Lebih dari itu, aku dan bidadariku sampai dapat melambaikan nyiurnya sebagai rayuan manja, salam dari daerah makmur dengan kesuburannya. Satu kata untukku, Mulya, karena sahaj yang tercipta dalam balutan romansa alamnya. Nuansa bening di antara atmophere sedu sedannya seorang penantang  jiwa. Mengantarkan ku ke sebuah suasana pra sejahtera. Hingga Dewa pun menyebutku sebagai seorang Raja Klana.
Ketenaranku pun akhirnya dapat terdengar dimana-mana. dari pusat kota hingga ke pelosok desa rupanya. simpang siurnya pendapat warganya membuatku memiliki anggapan yang berbeda pada setiap sumbernya. Sampai pada akhirnya, rayuan dan kemakmuranku dan bidadariku ini mengundang banyak pendatang baru. Merekalah bidadara. Tampak senang dengan keadaannya yang berbeda.
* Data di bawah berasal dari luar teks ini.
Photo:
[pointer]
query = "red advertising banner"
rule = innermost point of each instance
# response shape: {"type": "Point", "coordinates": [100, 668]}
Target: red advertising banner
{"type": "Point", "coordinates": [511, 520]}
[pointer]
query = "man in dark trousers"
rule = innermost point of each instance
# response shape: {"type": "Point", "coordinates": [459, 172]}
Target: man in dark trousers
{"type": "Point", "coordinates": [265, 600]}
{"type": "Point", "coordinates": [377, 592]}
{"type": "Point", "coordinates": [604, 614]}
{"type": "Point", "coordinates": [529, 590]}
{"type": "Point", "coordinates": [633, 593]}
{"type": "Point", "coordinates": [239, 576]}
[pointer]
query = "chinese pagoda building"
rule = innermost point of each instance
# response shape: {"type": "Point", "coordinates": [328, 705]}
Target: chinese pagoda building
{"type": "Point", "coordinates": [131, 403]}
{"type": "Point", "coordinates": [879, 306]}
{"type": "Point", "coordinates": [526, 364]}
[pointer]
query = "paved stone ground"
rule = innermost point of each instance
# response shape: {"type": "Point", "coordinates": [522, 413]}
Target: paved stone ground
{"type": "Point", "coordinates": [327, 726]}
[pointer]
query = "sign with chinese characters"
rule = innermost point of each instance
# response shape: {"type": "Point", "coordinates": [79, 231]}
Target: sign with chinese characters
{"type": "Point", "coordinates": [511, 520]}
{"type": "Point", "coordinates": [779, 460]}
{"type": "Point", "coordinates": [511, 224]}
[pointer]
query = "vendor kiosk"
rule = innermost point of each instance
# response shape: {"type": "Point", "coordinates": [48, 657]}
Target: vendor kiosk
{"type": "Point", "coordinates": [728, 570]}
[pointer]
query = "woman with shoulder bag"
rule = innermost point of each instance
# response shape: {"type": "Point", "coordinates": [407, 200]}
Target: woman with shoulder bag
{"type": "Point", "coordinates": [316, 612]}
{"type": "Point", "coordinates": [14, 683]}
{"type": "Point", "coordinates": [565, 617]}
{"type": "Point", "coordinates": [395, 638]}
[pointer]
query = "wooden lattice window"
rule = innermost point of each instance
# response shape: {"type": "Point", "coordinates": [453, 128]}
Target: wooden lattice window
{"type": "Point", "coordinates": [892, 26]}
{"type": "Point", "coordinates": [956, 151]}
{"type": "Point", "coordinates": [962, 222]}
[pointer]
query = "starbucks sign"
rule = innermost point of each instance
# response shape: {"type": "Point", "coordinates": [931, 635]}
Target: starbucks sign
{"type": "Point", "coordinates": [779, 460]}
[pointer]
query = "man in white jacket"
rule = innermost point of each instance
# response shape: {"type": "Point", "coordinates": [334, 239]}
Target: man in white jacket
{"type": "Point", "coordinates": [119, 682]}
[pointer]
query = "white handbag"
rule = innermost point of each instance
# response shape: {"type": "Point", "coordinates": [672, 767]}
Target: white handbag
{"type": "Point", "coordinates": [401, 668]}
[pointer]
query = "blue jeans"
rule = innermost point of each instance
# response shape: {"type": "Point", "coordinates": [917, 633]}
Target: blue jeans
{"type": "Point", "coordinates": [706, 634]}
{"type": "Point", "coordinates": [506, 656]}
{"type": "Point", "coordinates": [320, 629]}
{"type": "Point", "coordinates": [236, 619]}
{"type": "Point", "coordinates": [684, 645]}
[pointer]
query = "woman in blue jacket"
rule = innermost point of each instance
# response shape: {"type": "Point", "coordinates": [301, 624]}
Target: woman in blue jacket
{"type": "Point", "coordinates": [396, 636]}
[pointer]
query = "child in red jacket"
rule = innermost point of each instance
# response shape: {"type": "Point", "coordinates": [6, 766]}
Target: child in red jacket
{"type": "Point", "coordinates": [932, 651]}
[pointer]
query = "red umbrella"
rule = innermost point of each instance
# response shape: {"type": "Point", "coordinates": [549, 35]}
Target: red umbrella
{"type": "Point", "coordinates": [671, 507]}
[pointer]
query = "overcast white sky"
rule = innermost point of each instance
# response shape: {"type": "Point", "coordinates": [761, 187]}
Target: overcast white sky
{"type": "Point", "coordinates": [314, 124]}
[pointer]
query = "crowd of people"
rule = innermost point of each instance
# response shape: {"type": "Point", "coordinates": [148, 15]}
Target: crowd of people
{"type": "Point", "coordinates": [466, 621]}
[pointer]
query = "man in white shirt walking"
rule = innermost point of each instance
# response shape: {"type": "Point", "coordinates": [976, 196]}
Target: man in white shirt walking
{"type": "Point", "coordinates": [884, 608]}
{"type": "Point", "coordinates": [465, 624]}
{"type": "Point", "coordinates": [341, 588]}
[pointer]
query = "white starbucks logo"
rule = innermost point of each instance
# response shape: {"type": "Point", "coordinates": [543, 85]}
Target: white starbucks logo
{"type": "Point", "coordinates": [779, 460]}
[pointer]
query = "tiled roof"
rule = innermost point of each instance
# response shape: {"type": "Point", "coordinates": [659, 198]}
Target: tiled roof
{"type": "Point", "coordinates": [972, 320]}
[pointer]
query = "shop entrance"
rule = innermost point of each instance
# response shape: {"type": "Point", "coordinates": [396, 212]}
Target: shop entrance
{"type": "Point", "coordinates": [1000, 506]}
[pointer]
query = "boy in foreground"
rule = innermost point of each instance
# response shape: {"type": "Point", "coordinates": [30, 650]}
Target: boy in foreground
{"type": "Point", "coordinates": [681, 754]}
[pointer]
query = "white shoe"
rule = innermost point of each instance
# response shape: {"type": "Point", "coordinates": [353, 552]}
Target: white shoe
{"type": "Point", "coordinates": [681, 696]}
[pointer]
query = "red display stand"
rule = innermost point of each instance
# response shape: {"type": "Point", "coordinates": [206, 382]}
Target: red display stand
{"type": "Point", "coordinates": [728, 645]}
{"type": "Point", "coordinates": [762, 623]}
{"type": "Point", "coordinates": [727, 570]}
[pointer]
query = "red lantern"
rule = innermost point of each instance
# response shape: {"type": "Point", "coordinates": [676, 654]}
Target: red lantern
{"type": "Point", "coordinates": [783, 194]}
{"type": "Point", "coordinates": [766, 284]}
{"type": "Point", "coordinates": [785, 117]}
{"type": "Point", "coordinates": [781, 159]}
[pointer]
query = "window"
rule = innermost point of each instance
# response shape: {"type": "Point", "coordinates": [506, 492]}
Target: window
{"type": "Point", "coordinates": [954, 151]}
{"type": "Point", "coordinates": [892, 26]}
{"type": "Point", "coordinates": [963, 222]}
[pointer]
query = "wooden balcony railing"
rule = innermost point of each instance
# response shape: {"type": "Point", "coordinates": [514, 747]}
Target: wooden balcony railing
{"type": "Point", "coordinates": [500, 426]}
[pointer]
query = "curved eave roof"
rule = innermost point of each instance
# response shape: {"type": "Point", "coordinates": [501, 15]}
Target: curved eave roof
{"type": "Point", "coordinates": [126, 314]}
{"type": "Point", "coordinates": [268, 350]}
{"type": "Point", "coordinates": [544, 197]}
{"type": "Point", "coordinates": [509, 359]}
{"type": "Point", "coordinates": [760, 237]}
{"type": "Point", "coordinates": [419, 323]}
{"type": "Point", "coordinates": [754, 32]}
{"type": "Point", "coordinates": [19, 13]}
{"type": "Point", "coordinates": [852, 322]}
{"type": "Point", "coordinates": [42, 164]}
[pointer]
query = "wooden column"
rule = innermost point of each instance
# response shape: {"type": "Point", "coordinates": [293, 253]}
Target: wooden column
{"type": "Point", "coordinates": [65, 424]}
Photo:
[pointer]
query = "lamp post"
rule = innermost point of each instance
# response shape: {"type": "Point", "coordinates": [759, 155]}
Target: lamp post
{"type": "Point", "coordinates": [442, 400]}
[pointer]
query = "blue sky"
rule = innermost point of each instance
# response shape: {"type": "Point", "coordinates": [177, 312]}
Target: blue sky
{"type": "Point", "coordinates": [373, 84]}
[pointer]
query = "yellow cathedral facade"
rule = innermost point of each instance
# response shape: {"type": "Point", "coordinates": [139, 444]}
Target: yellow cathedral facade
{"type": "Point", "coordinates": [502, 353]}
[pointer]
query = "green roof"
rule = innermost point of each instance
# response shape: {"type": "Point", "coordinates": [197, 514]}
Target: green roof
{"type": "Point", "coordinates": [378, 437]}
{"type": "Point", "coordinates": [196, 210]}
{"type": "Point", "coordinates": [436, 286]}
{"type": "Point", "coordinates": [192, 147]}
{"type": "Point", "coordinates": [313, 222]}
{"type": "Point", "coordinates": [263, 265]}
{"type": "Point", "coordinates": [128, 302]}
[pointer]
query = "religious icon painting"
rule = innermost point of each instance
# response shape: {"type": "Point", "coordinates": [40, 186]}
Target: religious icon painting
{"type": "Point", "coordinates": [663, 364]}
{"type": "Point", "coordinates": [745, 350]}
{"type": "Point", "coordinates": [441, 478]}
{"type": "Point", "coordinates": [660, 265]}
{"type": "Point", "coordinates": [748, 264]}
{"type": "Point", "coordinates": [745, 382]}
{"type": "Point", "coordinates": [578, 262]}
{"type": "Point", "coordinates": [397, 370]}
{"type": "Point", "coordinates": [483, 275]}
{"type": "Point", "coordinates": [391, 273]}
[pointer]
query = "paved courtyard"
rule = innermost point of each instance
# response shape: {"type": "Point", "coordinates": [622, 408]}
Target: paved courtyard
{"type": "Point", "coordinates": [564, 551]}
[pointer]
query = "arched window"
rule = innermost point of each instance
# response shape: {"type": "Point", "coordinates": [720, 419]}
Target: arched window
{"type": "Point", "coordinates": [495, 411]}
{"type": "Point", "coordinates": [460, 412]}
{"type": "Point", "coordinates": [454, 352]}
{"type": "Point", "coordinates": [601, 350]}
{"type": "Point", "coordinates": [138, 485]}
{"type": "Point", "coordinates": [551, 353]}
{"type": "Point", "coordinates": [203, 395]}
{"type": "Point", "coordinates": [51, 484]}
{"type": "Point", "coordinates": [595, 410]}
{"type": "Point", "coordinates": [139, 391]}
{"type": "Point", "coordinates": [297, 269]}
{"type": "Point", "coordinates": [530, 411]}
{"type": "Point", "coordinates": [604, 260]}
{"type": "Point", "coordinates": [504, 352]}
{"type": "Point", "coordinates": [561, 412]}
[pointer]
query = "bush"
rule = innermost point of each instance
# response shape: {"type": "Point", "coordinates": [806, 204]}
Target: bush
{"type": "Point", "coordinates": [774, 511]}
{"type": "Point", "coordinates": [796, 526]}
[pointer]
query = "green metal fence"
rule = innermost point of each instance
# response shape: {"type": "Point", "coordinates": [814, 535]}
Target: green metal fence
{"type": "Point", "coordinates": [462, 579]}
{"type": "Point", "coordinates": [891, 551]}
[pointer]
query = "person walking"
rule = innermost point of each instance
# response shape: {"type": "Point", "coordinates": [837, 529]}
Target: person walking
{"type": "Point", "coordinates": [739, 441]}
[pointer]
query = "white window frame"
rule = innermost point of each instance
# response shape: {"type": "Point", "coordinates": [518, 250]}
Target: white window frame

Tidak sama. Namun semua telah berpindah haluan. Keluar dari orbitnya masing-masing. Bidadara itu menghancurkan semuanya. Tanpa sisa. Yang ada tinggal kepala-kepala tanpa rupa. Bergelantungan dimana-mana
Rayuan pulau kepala, bukan lagi rayuan pulau kelapa yang indah katanya. Hanya ada mereka-mereka penghancur dunia, perusak alam semesta. Yang hilang di telan masa. Dan semuanya drastis dramatis, seketika sirna. Kepala-kepala dengan riangnya menumpas apa yang ada, bukan ada apanya.